In all honesty, I think the projections to this point serve as an accurate baseline for what the 2020 White Sox could be. Again, there’s that word baseline. I’ve gone on record as saying I believe the White Sox have enough upside talent to win the AL Central in 2020 (there’s another one of my famously vague opinions, I know). But I can’t guarantee that they will reach enough of that upside. I can’t tell you if Dylan Cease will figure out his home run problem, or if Reynaldo Lopez will finally provide above-average production to warrant staying in the rotation. I don’t know if Michael Kopech will come back from Tommy John surgery and emerge as a presence at the top of the rotation. And I don’t know if Luis Robert and Nick Madrigal will immediately acclimate to the highest level of competition in the sport and make meaningful impacts on this team.
There are too many opportunities for variance with this roster to feel confident that they will win the division in 2020. That’s exactly what the various projection systems are forecasting for this team.
The elongated top of the Sox distribution curve illustrates the wider range of outcomes for this team than those of the Twins and Indians. So the models are literally telling you that there’s a greater chance it could be wrong about the Sox in 2020.
Here’s another thing about projection systems released in February: they can’t predict someone getting hurt during Spring Training or at any other point. Just a few days ago, we received news that Indians ace Mike Clevinger will have surgery to repair a torn meniscus in his knee that will sideline him for 6-8 weeks. Injury recovery is not a perfect science as everyone’s body recovers differently, so what if Clevinger doesn’t see the mound until mid-June? Do we think that would drastically impact the Indians’ performance in 2020? How confident are you that an Indians team without Clevinger for a sizable portion of the season will win its projected 86 games?
The Minnesota Twins, the team PECOTA projects to win the AL Central in 2020, have a roster filled with players that have had varying levels of injury concerns in recent years. Byron Buxton has played at least 100 Major League games in a season one time since initially being called up in 2015. Max Kepler missed almost a month with shoulder issues, Nelson Cruz is 39 and dealt with oblique issues in 2019. What happens to that team if Jose Berrios misses any time in 2020?
I guess what I’m saying is that these projection models aren’t perfect and can’t foresee everything that will happen in 2020. The Sox could drastically outperform their projections and I wouldn’t be the least bit surprised.
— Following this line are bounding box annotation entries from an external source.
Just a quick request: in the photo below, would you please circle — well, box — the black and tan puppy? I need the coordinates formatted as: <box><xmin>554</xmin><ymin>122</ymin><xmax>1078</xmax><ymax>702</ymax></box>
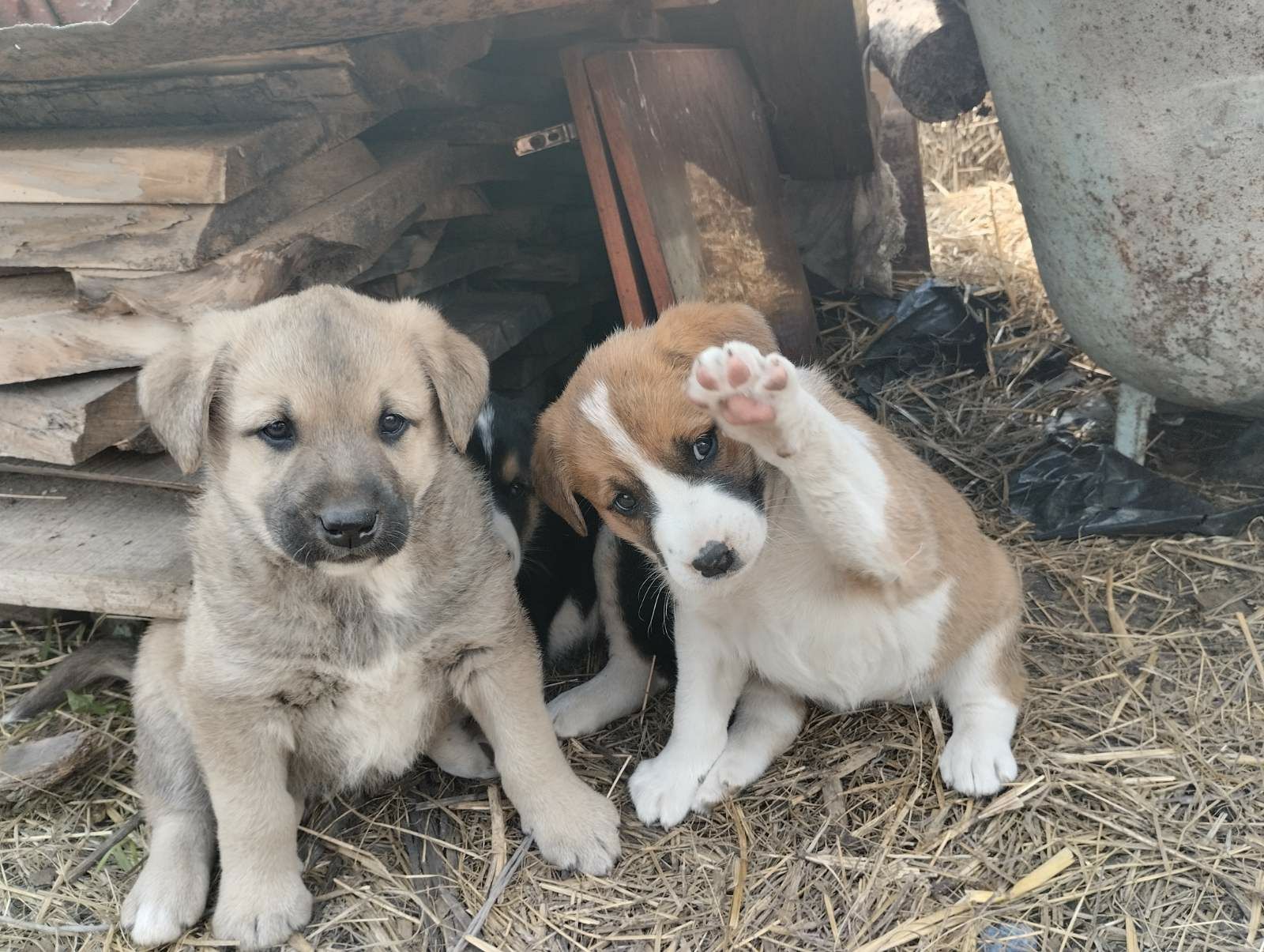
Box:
<box><xmin>122</xmin><ymin>287</ymin><xmax>619</xmax><ymax>948</ymax></box>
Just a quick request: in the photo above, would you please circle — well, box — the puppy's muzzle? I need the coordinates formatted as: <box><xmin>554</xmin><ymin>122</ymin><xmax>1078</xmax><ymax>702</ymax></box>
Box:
<box><xmin>318</xmin><ymin>505</ymin><xmax>381</xmax><ymax>549</ymax></box>
<box><xmin>691</xmin><ymin>540</ymin><xmax>737</xmax><ymax>579</ymax></box>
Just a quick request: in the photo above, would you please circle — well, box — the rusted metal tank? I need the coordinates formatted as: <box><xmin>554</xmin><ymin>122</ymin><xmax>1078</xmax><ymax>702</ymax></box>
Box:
<box><xmin>967</xmin><ymin>0</ymin><xmax>1264</xmax><ymax>416</ymax></box>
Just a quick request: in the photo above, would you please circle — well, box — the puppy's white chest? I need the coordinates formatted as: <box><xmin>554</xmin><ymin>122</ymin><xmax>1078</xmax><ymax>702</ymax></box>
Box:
<box><xmin>724</xmin><ymin>563</ymin><xmax>950</xmax><ymax>708</ymax></box>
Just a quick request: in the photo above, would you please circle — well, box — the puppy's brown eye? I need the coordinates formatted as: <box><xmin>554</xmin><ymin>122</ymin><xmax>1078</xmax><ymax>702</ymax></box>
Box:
<box><xmin>378</xmin><ymin>413</ymin><xmax>408</xmax><ymax>440</ymax></box>
<box><xmin>611</xmin><ymin>493</ymin><xmax>640</xmax><ymax>516</ymax></box>
<box><xmin>694</xmin><ymin>432</ymin><xmax>717</xmax><ymax>463</ymax></box>
<box><xmin>259</xmin><ymin>417</ymin><xmax>295</xmax><ymax>446</ymax></box>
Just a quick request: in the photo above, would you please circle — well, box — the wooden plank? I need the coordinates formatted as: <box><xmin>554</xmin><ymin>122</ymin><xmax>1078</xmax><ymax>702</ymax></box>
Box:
<box><xmin>363</xmin><ymin>242</ymin><xmax>517</xmax><ymax>299</ymax></box>
<box><xmin>0</xmin><ymin>447</ymin><xmax>201</xmax><ymax>493</ymax></box>
<box><xmin>0</xmin><ymin>474</ymin><xmax>194</xmax><ymax>619</ymax></box>
<box><xmin>0</xmin><ymin>270</ymin><xmax>74</xmax><ymax>320</ymax></box>
<box><xmin>0</xmin><ymin>0</ymin><xmax>611</xmax><ymax>80</ymax></box>
<box><xmin>0</xmin><ymin>23</ymin><xmax>491</xmax><ymax>129</ymax></box>
<box><xmin>434</xmin><ymin>291</ymin><xmax>552</xmax><ymax>359</ymax></box>
<box><xmin>561</xmin><ymin>44</ymin><xmax>655</xmax><ymax>327</ymax></box>
<box><xmin>0</xmin><ymin>139</ymin><xmax>378</xmax><ymax>270</ymax></box>
<box><xmin>733</xmin><ymin>0</ymin><xmax>875</xmax><ymax>179</ymax></box>
<box><xmin>72</xmin><ymin>143</ymin><xmax>452</xmax><ymax>316</ymax></box>
<box><xmin>585</xmin><ymin>47</ymin><xmax>817</xmax><ymax>360</ymax></box>
<box><xmin>352</xmin><ymin>221</ymin><xmax>447</xmax><ymax>284</ymax></box>
<box><xmin>0</xmin><ymin>311</ymin><xmax>179</xmax><ymax>384</ymax></box>
<box><xmin>0</xmin><ymin>115</ymin><xmax>373</xmax><ymax>205</ymax></box>
<box><xmin>0</xmin><ymin>371</ymin><xmax>145</xmax><ymax>465</ymax></box>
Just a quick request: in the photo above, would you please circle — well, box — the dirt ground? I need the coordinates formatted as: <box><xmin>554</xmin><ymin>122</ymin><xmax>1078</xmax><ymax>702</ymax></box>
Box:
<box><xmin>0</xmin><ymin>109</ymin><xmax>1264</xmax><ymax>952</ymax></box>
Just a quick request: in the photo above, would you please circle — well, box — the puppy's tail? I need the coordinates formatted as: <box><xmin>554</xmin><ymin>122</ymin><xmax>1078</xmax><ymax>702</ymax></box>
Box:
<box><xmin>0</xmin><ymin>638</ymin><xmax>137</xmax><ymax>724</ymax></box>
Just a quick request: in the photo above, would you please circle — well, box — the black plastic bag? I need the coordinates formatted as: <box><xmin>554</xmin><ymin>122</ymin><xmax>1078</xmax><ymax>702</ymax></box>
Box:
<box><xmin>855</xmin><ymin>278</ymin><xmax>992</xmax><ymax>396</ymax></box>
<box><xmin>1009</xmin><ymin>444</ymin><xmax>1264</xmax><ymax>539</ymax></box>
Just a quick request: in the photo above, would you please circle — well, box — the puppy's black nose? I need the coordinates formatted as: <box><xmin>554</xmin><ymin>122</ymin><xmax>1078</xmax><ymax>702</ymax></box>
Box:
<box><xmin>320</xmin><ymin>506</ymin><xmax>378</xmax><ymax>549</ymax></box>
<box><xmin>694</xmin><ymin>541</ymin><xmax>737</xmax><ymax>579</ymax></box>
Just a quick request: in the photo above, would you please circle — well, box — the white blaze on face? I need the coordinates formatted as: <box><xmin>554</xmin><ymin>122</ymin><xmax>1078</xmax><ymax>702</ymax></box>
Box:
<box><xmin>579</xmin><ymin>381</ymin><xmax>767</xmax><ymax>589</ymax></box>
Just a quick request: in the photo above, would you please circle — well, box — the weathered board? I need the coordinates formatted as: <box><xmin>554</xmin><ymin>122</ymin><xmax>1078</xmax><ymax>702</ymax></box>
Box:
<box><xmin>0</xmin><ymin>0</ymin><xmax>599</xmax><ymax>80</ymax></box>
<box><xmin>0</xmin><ymin>115</ymin><xmax>373</xmax><ymax>205</ymax></box>
<box><xmin>0</xmin><ymin>474</ymin><xmax>194</xmax><ymax>619</ymax></box>
<box><xmin>0</xmin><ymin>23</ymin><xmax>491</xmax><ymax>129</ymax></box>
<box><xmin>733</xmin><ymin>0</ymin><xmax>874</xmax><ymax>179</ymax></box>
<box><xmin>0</xmin><ymin>139</ymin><xmax>378</xmax><ymax>270</ymax></box>
<box><xmin>0</xmin><ymin>270</ymin><xmax>74</xmax><ymax>318</ymax></box>
<box><xmin>561</xmin><ymin>44</ymin><xmax>655</xmax><ymax>327</ymax></box>
<box><xmin>364</xmin><ymin>242</ymin><xmax>516</xmax><ymax>299</ymax></box>
<box><xmin>0</xmin><ymin>447</ymin><xmax>201</xmax><ymax>493</ymax></box>
<box><xmin>0</xmin><ymin>311</ymin><xmax>179</xmax><ymax>384</ymax></box>
<box><xmin>72</xmin><ymin>143</ymin><xmax>452</xmax><ymax>316</ymax></box>
<box><xmin>585</xmin><ymin>47</ymin><xmax>817</xmax><ymax>360</ymax></box>
<box><xmin>352</xmin><ymin>221</ymin><xmax>447</xmax><ymax>284</ymax></box>
<box><xmin>0</xmin><ymin>371</ymin><xmax>145</xmax><ymax>465</ymax></box>
<box><xmin>434</xmin><ymin>291</ymin><xmax>552</xmax><ymax>359</ymax></box>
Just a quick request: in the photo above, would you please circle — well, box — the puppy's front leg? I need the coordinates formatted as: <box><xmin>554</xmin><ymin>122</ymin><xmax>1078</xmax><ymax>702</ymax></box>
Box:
<box><xmin>628</xmin><ymin>611</ymin><xmax>748</xmax><ymax>827</ymax></box>
<box><xmin>190</xmin><ymin>698</ymin><xmax>312</xmax><ymax>948</ymax></box>
<box><xmin>451</xmin><ymin>634</ymin><xmax>619</xmax><ymax>876</ymax></box>
<box><xmin>687</xmin><ymin>341</ymin><xmax>910</xmax><ymax>581</ymax></box>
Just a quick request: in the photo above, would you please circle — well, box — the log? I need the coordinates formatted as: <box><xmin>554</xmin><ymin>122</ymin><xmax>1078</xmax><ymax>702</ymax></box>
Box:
<box><xmin>0</xmin><ymin>139</ymin><xmax>378</xmax><ymax>270</ymax></box>
<box><xmin>0</xmin><ymin>311</ymin><xmax>179</xmax><ymax>384</ymax></box>
<box><xmin>0</xmin><ymin>0</ymin><xmax>599</xmax><ymax>80</ymax></box>
<box><xmin>0</xmin><ymin>115</ymin><xmax>373</xmax><ymax>205</ymax></box>
<box><xmin>72</xmin><ymin>143</ymin><xmax>452</xmax><ymax>316</ymax></box>
<box><xmin>0</xmin><ymin>371</ymin><xmax>145</xmax><ymax>465</ymax></box>
<box><xmin>868</xmin><ymin>0</ymin><xmax>988</xmax><ymax>122</ymax></box>
<box><xmin>0</xmin><ymin>476</ymin><xmax>194</xmax><ymax>619</ymax></box>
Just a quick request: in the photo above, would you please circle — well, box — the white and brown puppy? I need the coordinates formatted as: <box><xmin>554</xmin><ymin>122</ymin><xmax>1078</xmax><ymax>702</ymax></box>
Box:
<box><xmin>535</xmin><ymin>305</ymin><xmax>1024</xmax><ymax>826</ymax></box>
<box><xmin>122</xmin><ymin>287</ymin><xmax>619</xmax><ymax>948</ymax></box>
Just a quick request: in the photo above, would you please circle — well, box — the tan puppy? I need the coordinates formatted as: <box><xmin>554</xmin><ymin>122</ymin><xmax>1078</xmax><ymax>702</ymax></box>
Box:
<box><xmin>122</xmin><ymin>287</ymin><xmax>619</xmax><ymax>948</ymax></box>
<box><xmin>535</xmin><ymin>305</ymin><xmax>1024</xmax><ymax>826</ymax></box>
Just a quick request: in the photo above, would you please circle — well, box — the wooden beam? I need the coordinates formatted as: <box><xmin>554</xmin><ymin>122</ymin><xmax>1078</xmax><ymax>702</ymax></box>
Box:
<box><xmin>72</xmin><ymin>143</ymin><xmax>455</xmax><ymax>316</ymax></box>
<box><xmin>0</xmin><ymin>115</ymin><xmax>373</xmax><ymax>205</ymax></box>
<box><xmin>0</xmin><ymin>139</ymin><xmax>378</xmax><ymax>270</ymax></box>
<box><xmin>0</xmin><ymin>474</ymin><xmax>194</xmax><ymax>619</ymax></box>
<box><xmin>0</xmin><ymin>0</ymin><xmax>611</xmax><ymax>80</ymax></box>
<box><xmin>0</xmin><ymin>311</ymin><xmax>179</xmax><ymax>384</ymax></box>
<box><xmin>0</xmin><ymin>447</ymin><xmax>201</xmax><ymax>493</ymax></box>
<box><xmin>584</xmin><ymin>47</ymin><xmax>817</xmax><ymax>360</ymax></box>
<box><xmin>0</xmin><ymin>371</ymin><xmax>145</xmax><ymax>465</ymax></box>
<box><xmin>733</xmin><ymin>0</ymin><xmax>875</xmax><ymax>179</ymax></box>
<box><xmin>561</xmin><ymin>44</ymin><xmax>656</xmax><ymax>327</ymax></box>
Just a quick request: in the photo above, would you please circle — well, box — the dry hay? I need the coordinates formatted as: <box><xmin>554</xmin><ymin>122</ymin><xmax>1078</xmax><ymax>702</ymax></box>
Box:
<box><xmin>0</xmin><ymin>141</ymin><xmax>1264</xmax><ymax>952</ymax></box>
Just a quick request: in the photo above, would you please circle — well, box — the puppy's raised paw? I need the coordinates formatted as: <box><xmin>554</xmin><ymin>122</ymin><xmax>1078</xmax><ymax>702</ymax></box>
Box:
<box><xmin>685</xmin><ymin>340</ymin><xmax>799</xmax><ymax>455</ymax></box>
<box><xmin>522</xmin><ymin>780</ymin><xmax>621</xmax><ymax>876</ymax></box>
<box><xmin>211</xmin><ymin>871</ymin><xmax>312</xmax><ymax>950</ymax></box>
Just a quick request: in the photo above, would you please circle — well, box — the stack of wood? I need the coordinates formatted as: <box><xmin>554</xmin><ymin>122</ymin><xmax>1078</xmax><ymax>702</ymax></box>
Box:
<box><xmin>0</xmin><ymin>0</ymin><xmax>626</xmax><ymax>475</ymax></box>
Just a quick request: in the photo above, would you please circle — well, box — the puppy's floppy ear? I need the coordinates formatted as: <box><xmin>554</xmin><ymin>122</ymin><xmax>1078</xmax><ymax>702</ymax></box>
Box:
<box><xmin>653</xmin><ymin>303</ymin><xmax>777</xmax><ymax>364</ymax></box>
<box><xmin>137</xmin><ymin>325</ymin><xmax>228</xmax><ymax>472</ymax></box>
<box><xmin>531</xmin><ymin>403</ymin><xmax>588</xmax><ymax>536</ymax></box>
<box><xmin>419</xmin><ymin>312</ymin><xmax>491</xmax><ymax>453</ymax></box>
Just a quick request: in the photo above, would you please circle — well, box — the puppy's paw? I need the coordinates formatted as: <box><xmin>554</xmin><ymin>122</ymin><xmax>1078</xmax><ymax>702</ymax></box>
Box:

They could also underperform them. Critical players in the division could miss significant amounts of time altering the state of the division, something an algorithm can’t predict.
Take the projections as a baseline, because that’s what they are meant to be. This team can still win the division, it just isn’t the likeliest statistical outcome and that’s alright. 2020 looks like it will be a fun one at 35th/Shields, so quit projecting, sit back, relax, and strap it down and enjoy the ride.